包丁や刀なんかの刃物も「打ち出し仕上げ」と言えば、伝統刀はピッカピカに磨かれていると思いますが、ああいったのは研磨されて平面にしているのですが、あえてそういう加工を施していない状態の打ち出したママの包丁ってのがあったりします。昔は、安価なのは製造効率のために打ち出しっぱなしの包丁が主流だったのですがね・・・。まあ、ランダムな凹凸でお手入れしにくいので錆びやすいものでした。
フライパンも刃物もそうですが、売るための文句として昔のそういう事情を知らない人が多くなって来ましたから、食材がひっつきにくいとか言って売ってるわけです。実際のところ凹凸にすることによってひっつきにくくはなったりします。大量生産品でも凹凸はひっつきにくいって言う謳い文句が消費者にマッチしたとみるや、カタカナ語でエンボス加工って言われて売り出されているフライパンってのがここに来て増えましたよね。
で、テフロンなどの樹脂でコーティングされたものに比べてひっつきにくいのか?って話ですが、そんなことはありません。ですので、鉄のフライパンってのは駆逐されて、奥様御用達はテフロンなどの樹脂でコーティングされたものになったのです。

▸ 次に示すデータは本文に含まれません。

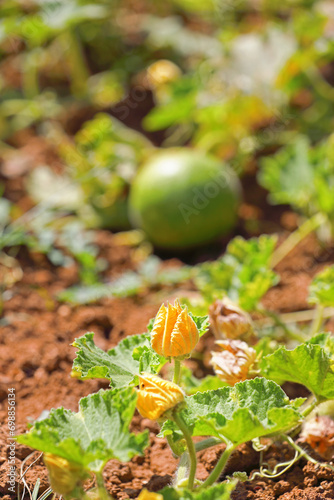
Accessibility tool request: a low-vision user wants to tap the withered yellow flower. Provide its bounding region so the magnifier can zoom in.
[211,340,256,385]
[151,300,199,358]
[209,297,255,342]
[43,453,88,498]
[137,373,184,420]
[137,488,164,500]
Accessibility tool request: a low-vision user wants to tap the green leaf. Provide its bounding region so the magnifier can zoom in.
[159,480,237,500]
[262,339,334,400]
[308,266,334,307]
[160,378,304,446]
[258,135,334,221]
[181,365,227,395]
[73,333,166,387]
[194,235,278,311]
[17,387,149,472]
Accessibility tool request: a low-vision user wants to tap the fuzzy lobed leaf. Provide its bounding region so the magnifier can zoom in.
[160,378,304,446]
[262,336,334,400]
[73,333,166,388]
[17,387,149,472]
[194,235,278,311]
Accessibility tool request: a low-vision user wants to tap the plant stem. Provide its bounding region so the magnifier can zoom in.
[173,358,181,384]
[271,213,325,268]
[62,29,89,99]
[173,412,197,490]
[201,444,234,488]
[95,472,110,500]
[302,396,319,417]
[310,304,325,337]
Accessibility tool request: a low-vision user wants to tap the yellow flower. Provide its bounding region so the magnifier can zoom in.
[43,453,88,498]
[137,373,184,420]
[151,300,199,358]
[211,340,256,385]
[209,297,255,341]
[137,488,164,500]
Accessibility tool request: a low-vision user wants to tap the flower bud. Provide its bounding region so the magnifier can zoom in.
[210,340,256,385]
[137,373,184,420]
[43,453,88,498]
[209,297,254,341]
[151,300,199,358]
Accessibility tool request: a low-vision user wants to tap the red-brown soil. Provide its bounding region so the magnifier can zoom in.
[0,137,334,500]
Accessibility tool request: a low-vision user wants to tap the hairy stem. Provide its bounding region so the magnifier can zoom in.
[173,358,181,384]
[257,307,305,342]
[173,412,197,490]
[63,30,89,98]
[201,444,234,488]
[271,213,325,268]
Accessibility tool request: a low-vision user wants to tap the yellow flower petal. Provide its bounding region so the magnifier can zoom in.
[151,300,199,358]
[137,373,184,420]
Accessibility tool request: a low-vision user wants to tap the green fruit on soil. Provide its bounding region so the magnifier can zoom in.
[129,148,241,249]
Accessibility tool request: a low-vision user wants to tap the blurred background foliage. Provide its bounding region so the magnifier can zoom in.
[0,0,334,292]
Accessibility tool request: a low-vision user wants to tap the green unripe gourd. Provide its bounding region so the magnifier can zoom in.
[129,148,241,249]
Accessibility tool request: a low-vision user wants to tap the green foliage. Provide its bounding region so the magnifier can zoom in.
[159,481,236,500]
[189,312,210,337]
[73,333,166,388]
[194,235,278,311]
[309,266,334,307]
[261,334,334,401]
[17,388,148,472]
[161,378,304,446]
[58,255,190,304]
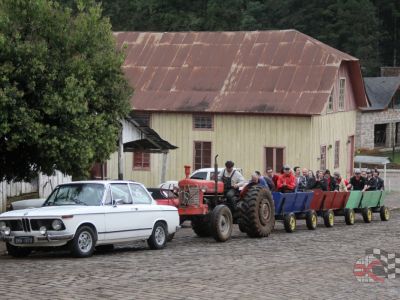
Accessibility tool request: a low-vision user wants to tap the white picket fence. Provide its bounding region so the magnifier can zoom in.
[0,171,72,212]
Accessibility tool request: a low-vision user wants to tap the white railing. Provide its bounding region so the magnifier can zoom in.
[0,171,72,212]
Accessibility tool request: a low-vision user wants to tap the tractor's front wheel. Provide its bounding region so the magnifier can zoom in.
[210,204,233,242]
[191,215,211,237]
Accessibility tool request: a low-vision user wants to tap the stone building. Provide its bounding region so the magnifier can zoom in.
[356,76,400,149]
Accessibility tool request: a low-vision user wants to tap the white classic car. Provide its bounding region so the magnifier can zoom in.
[0,181,179,257]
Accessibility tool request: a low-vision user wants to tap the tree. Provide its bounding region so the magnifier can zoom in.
[0,0,131,180]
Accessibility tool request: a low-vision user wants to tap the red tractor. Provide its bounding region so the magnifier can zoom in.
[178,155,275,242]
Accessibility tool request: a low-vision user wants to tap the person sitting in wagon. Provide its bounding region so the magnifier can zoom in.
[374,169,385,191]
[363,169,376,192]
[333,171,348,192]
[347,169,365,191]
[324,170,336,191]
[312,170,328,191]
[277,165,296,193]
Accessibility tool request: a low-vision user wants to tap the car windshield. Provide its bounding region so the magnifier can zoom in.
[43,183,105,206]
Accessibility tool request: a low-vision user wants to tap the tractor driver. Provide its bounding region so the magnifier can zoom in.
[219,160,247,205]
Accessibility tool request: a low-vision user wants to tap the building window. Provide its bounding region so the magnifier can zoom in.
[339,78,346,110]
[320,146,326,171]
[193,115,214,130]
[133,112,151,170]
[328,90,333,112]
[193,142,211,170]
[134,112,151,127]
[133,151,150,170]
[264,147,285,172]
[334,141,340,169]
[90,162,107,179]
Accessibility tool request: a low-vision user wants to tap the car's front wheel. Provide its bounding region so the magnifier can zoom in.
[6,243,32,257]
[147,222,168,250]
[69,226,96,257]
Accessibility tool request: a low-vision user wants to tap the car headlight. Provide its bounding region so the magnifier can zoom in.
[3,227,11,235]
[0,221,7,231]
[39,226,47,235]
[51,220,63,230]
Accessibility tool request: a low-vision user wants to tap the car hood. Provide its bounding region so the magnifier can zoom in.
[0,205,100,217]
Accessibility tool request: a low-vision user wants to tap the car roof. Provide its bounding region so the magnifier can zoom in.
[59,180,141,185]
[192,167,242,174]
[193,168,224,173]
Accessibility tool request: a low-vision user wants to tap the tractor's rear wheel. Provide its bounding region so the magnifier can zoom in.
[344,208,356,225]
[192,215,211,237]
[238,186,275,237]
[210,204,233,242]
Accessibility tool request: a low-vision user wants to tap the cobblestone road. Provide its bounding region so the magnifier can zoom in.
[0,211,400,299]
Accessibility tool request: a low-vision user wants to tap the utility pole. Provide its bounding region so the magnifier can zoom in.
[118,123,124,180]
[393,12,397,67]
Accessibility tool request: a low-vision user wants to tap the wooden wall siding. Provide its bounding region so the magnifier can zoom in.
[310,111,357,176]
[107,113,312,186]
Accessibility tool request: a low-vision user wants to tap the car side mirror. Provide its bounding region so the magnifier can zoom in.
[113,198,124,207]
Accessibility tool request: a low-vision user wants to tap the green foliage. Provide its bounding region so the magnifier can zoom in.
[99,0,400,76]
[0,0,131,180]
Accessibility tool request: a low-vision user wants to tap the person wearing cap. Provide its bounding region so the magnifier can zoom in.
[277,165,296,193]
[363,169,376,191]
[247,171,269,189]
[264,167,278,191]
[347,169,365,191]
[333,171,347,192]
[255,171,269,189]
[324,170,336,191]
[374,169,385,191]
[296,168,309,192]
[312,170,328,191]
[218,160,246,208]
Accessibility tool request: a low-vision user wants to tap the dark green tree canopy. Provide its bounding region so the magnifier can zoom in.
[0,0,131,180]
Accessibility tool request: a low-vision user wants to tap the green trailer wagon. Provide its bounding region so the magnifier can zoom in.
[345,191,390,225]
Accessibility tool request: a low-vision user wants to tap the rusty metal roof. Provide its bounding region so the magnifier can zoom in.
[114,30,366,115]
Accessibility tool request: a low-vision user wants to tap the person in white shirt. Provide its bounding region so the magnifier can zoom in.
[218,160,247,209]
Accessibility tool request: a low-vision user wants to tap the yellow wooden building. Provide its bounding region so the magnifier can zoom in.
[107,30,368,186]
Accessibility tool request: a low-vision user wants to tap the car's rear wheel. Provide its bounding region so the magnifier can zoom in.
[6,243,32,257]
[147,222,168,250]
[69,225,96,257]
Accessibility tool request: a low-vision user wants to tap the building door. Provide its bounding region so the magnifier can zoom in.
[374,124,387,147]
[320,145,326,171]
[346,135,354,178]
[264,147,285,173]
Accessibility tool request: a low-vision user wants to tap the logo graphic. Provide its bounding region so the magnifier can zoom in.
[353,249,400,283]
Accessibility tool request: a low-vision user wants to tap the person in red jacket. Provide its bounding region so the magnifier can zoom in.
[277,165,296,193]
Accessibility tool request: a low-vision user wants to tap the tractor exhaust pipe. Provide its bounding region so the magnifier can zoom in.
[214,154,219,204]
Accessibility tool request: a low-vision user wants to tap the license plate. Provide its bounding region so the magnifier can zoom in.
[14,236,33,244]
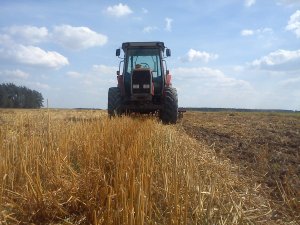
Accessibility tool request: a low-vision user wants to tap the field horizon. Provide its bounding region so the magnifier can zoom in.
[0,109,300,224]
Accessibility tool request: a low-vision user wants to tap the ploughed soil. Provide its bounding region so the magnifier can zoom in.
[179,112,300,223]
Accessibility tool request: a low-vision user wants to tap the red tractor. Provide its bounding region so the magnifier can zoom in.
[108,42,178,124]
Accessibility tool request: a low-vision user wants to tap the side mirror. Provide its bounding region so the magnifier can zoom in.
[166,48,171,57]
[116,48,121,57]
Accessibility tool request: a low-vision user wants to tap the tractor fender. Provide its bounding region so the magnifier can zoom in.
[166,74,172,87]
[117,75,125,96]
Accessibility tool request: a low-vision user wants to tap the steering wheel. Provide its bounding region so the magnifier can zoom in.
[140,63,150,69]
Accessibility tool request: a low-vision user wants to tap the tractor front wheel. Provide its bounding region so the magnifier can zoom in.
[159,87,178,124]
[107,87,122,117]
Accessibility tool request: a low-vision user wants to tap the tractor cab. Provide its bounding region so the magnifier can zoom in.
[108,42,178,123]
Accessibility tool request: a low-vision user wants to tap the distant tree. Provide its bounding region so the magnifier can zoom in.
[0,83,44,108]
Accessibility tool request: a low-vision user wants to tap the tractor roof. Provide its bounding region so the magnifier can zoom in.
[122,41,165,51]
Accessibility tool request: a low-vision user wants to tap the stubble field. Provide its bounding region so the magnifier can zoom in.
[0,110,300,224]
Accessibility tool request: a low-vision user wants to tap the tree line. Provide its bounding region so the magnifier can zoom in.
[0,83,44,108]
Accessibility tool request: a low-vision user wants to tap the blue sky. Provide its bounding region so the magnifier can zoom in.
[0,0,300,110]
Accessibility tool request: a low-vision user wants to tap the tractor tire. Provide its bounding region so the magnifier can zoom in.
[159,87,178,124]
[107,87,122,117]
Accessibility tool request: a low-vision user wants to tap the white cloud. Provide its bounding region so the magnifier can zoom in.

今や大量生産できる使い捨てのテフロンなどの樹脂加工されたフライパンが主流になってしまったように、企業としては毎年フライパンを買い替えてほしいです。お手入れがめんどくさいこともあり、そういう流れで鋳鉄のフライパンや長持ちする鉄のフライパンがめっきり見なくなったのは貴方も知ってのとおりです。
で、ブームっていつどの様になるのか分からない様に、鋳鉄などの鉄製のフライパンがブームになったときに、零細企業で細々とやっていた企業のフライパンも一般人の知ることとなったという流れなだけですね。